In Grade 8, Anthony switched schools and enrolled at Sewickley Academy, a decision he firmly believes changed his life. From the moment he arrived on campus, he said he felt welcomed and accepted, and there was a sense of community he had never before experienced. Anthony shared that his teachers at Sewickley Academy encourage all students to think critically and embrace diverse thoughts and opinions. As someone who spent the last few years trying to blend in, Anthony slowly adjusted to his new environment and began to reveal his impressive writing skills and sharp intellect.

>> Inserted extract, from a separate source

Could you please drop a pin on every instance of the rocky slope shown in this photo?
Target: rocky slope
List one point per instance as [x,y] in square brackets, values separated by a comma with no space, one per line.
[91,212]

Anthony’s teachers quickly recognized his incredible talent, particularly in writing poetry, and encouraged him to submit his work to the Scholastic Arts & Writing Awards, a program offered by the Alliance for Young Artists & Writers. Despite his reservations, Anthony finally agreed to enter the competition in Grade 10 and submitted seven pieces: five poems, a journalism piece, and a personal essay. Much to his surprise, every one of Anthony’s submissions won a Regional Key award, and two poems went on to win National Silver Key awards. His work was so impressive that Anthony was one of 35 students selected as a semifinalist for the National Student Poets Program out of 20,000 submissions. Presented by the Institute of Museum and Library Services and the Alliance for Young Artists & Writers, the program is the nation’s highest honor for young poets in Grades 10 and 11 creating original work.
The accolades and recognition were overwhelming for Anthony, particularly because this was the first time he publicly shared his work. Then, in August of 2020, Anthony received a phone call so shocking, he refused to believe it. A representative informed him that he would be appointed as one of five National Student Poets, each student representing a different geographic region of the country, and serve in this role for one year. The goal of the program is to empower and amplify teen voices, and it provides a platform to support them. Anthony recalls the surprise and gratitude he experienced after he heard the news. “I couldn’t believe it. I thought it was a prank phone call, and there was no way it was real. But, I’ve been a National Student Poet ever since.”
Over the course of the last year, Anthony has had the opportunity to work with the other National Student Poets on a variety of community service projects and performance and engagement activities, in addition to serving as an ambassador of poetry. While the pandemic has made it difficult to gather in person, the group has participated in many virtual events and hopes to come together in the future. Individually, Anthony will be busy with his community service projects this summer and working closely with the Pennsylvania Humanities Council. He will be teaching a poetry workshop to a group of professional librarians and working with the Teen Reading Lounge.
Most recently, Anthony and the other National Student Poets worked together to write a collaborative poem entitled What the World Needs Now. They read their original poem at the virtual 2021 Scholastic National Ceremony on June 9 as a way to welcome the new class of National Student Poets and celebrate all of the Gold and Silver Key winners of the Scholastic Art & Writing Awards. Anthony and his fellow student poets were even introduced by the legendary Oprah Winfrey, which was a true honor for Anthony, “The fact that Oprah Winfrey has read my poetry and knows my name is absolutely incredible,” he said.
Although his tenure as a National Student Poet is coming to an end, this is only the beginning for Anthony. He is excited to continue in his mission of “making poetry accessible for everyone” and educating and inspiring others. “I want to show people that poetry isn’t an elite art form that is hard to understand. There's no one way to write a poem. There's not a right way or wrong way. I like to tell people, ‘you have a home in poetry because it's your story and your voice.’ I truly believe poetry can be an intimate and healing space for anyone. It is a space where you can be yourself and you are valued. It’s home.”